Islington is more highly regarded than Gossamer, and like Banks Hill she does not care for soft going and may find a home on a firmer American turf course. But while Banks Hill was more of a miler, Islington has been a 10- and 12-furlong horse this year while winning 4 of 6 starts.

Islington's only poor effort of the season was an eighth-place finish in the June 7 English Oaks, a race run over boggy going. "The ground really pulled her around," said trainer Michael Stoute. "It's well documented; she came out of the race with a lot of soreness."

Islington didn't race for almost two months, but was awesome when she returned, winning a pair of Group 1's over older horses by a combined nine lengths.
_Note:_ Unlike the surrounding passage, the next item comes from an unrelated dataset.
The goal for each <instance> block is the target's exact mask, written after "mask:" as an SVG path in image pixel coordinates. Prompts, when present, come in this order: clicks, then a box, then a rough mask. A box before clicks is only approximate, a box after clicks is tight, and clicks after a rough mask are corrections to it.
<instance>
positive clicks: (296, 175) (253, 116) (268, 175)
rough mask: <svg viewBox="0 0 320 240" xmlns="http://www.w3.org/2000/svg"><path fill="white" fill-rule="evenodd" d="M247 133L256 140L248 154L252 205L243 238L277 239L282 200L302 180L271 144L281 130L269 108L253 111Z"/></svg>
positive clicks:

Rested again in mid-August, Islington returned and finished fifth Oct. 6 in the Prix de l'Arc de Triomphe, where she was beaten only two lengths. The effort was a strong one, but some wonder if only three weeks between taxing races could sap a young filly.
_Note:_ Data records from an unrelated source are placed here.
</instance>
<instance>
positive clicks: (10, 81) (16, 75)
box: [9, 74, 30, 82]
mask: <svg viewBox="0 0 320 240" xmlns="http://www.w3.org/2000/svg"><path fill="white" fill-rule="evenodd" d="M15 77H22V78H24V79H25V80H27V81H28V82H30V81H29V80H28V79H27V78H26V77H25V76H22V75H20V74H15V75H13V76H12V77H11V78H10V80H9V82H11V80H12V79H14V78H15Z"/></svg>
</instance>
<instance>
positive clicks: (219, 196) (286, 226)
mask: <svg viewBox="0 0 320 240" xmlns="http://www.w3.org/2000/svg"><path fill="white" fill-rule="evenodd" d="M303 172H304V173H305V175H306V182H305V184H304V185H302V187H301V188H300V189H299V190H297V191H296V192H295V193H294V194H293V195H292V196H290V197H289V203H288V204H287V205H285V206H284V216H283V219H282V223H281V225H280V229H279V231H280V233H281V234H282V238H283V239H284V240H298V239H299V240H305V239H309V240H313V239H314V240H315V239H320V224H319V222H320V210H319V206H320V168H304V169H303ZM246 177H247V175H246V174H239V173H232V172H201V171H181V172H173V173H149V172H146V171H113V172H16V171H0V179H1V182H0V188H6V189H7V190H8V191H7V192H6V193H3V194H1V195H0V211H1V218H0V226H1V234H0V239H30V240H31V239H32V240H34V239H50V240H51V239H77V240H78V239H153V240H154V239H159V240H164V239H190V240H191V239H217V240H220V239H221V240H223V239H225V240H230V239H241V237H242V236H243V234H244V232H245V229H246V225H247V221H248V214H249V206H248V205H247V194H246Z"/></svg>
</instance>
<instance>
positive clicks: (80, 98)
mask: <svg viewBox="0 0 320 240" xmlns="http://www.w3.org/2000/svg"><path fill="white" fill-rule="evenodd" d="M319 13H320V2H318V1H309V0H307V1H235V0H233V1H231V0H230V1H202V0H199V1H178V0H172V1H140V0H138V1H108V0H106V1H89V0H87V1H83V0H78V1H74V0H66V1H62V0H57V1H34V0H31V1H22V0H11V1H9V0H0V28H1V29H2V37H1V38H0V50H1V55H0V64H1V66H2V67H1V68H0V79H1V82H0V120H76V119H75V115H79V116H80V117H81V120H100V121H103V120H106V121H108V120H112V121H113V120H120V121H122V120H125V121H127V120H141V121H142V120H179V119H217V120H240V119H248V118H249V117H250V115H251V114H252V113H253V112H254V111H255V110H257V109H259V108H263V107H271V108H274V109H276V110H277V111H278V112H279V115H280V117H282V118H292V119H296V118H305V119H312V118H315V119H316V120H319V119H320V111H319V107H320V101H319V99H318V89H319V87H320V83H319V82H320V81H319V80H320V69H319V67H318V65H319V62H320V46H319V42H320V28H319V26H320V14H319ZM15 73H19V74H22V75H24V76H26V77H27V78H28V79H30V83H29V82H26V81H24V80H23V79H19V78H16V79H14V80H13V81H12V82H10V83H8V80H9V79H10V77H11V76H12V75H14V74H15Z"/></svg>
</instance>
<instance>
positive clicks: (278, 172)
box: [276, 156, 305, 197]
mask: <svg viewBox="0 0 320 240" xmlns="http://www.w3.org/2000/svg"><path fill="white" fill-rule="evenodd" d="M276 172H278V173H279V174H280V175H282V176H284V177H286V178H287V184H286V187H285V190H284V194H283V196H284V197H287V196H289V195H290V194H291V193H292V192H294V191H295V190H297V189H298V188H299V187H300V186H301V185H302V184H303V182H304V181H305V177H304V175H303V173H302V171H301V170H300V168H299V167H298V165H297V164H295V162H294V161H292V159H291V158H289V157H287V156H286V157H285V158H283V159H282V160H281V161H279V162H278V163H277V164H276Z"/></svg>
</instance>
"We'd be happy if she hadn't had a hard race in the Arc," Stoute said. "She's already established her class in Europe, but now she's taking on the Americans in their backyard, and that's tough."

The best of the Americans is Golden Apples, a former English filly who heads the American contingent. She solidly defeated Banks Hill in the Grade 1 Yellow Ribbon, the pair's final Breeders' Cup prep. Pat Valenzuela, who is trying to capture his first Breeders' Cup race since 1992, rides Golden Apples.

Three-year-olds make nearly up half the field. Dublino has started only four times in her career, but showed a tremendous late kick in a pair of California races this summer. Riskaverse edged Zenda in the Queen Elizabeth II two weeks ago at Keeneland, and both run back Saturday. In the Grade 1 Flower Bowl, New York's prep for this race, only a neck separated the 3-year-olds Kazzia and Turtle Bow, both of whom are in the Filly and Mare Turf field.

Kazzia finally was able to train again Wednesday at Belmont, where she galloped 1 1/4 miles without incident. Kazzia was found to have a foot abscess Saturday "Right now everything looks fine, but we need to give things a couple days to make sure," said assistant trainer Tom Albertrani.

Five of the 12 entries were supplemented for 9 percent of the base purse, or $90,000, but Starine's fee was waived since her connections paid to run last year. The supplemental fees channeled back into the purse bring it to $1.28 million this year.